Are you sure you're correctly sprinkle pillow tears, scrolling the image of the object of their sexual desire? Keep in mind : "wrong" suffering will never bring you pleasure from deficiency of testosterone!
1. Take one human object of childbearing age. If you are a boy, grab a girl, if the girl take the boy.
2. Start at 8pm on Friday. Lie face down on the bed. Nicok should last 60 minutes. If the door is someone from relatives, prop it with something heavy and all the screams answer nemorosum voice: "All right, get away".
2.1. Navrotsky voice is achieved sobs within 8 minutes. Bitter girlish or miserly men. Sobs should be silent.
3. Return to step 2. You lie face down, now you need to think. Think you need in order:
a) as the perfect object of love in General;
b) as the perfect object of love in particular;
q) how inaccessible the love object;
g) how wonderful he is and is not available.
4. Now, let's dig. Assume the following:
a) no one ever had such a smile;
b) there's no voice.
At this stage, make an emphasis on “nobody else has! ”.
5. At this point, let's dig more. Given the theme of “impossibility”. Think: what a pity that we can't be together, it's impossible.
6. Add “never”: it is a pity that we will never be able to be together. It's never impossible.
7. Think about the “never” in detail, about five minutes. Imagine a lonely old age and unfulfilled life.
8. Weep silently, face down, fists, bite lips.
9. Add a quiet tragedy and relax: over on his back. Lie down so that the tears flowed in my ears. Lips until bite.
10. Break. Exit Nicca, go to the bathroom and noisy mismarking. Washing your face, look in the mirror. The nose should be red and swollen. If not, you trash.
11. Return to the place of weeping, lie down there in the free position and podrimlje. You need to gather strength for the rest of the night.

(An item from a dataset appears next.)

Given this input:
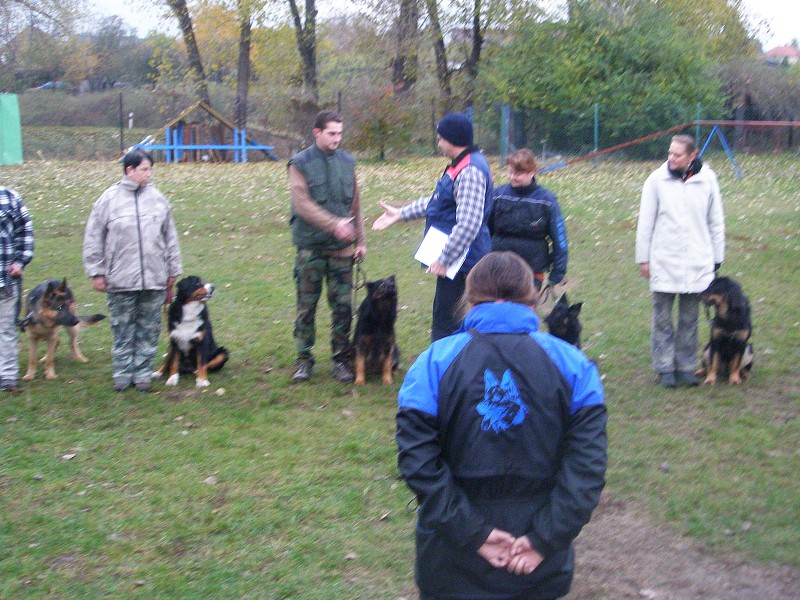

12. At midnight sit at the computer, display the picture of the object on the screen and turn on your favorite romantic melody. Gently stroke the cursor eyebrows object, lips and jawline. Sepcity: “Never” (10 minutes).
13. Tea break and pee (15 minutes).
14. Remove the portrait of the object from the screen, the melody of the leave and make a loud. Sit back so that his head rested in something, close your eyes and imagine yourself and the object in different poses and situations.
15. Vzdohnete like you woke up. Circle with wild eyes surrounding objects. Recognize that object with you there. Howl (40 minutes).
16. A break to pee. Pour yourself a strong sweet coffee. Now you will need physical endurance.
17. Alternately, display all the social networks. Minimize the Windows, but do not close them. Meddle in first with photos.
18. Search social networks in the specified order: object, those who object near, those who looms in the background. Read all about them, will find that, over the last two years (4 hours).
19. If the object has more than a hundred friends, select exactly 26 any nicks.
20. Search in comments on Yandex. Read LJ every one object left comments.
21. By seven o'clock in the morning you should have generated a list of new objects with whom you will be to compare themselves not in their favor.
22. If you hit on an interesting magazine, have read and have forgotten why you are here, go back to the previous points.
23. Add to the romantic melodies tragic.
24. Go to sleep, only pre-light a candle and paracite it “never” and “impossible”. Candle sudoite and compare a small fire with your life and love.
25. In the next three days secure success: all the time listen to “Tu” music and cry at night.
And now bainki. Need to sleep until the next night of suffering.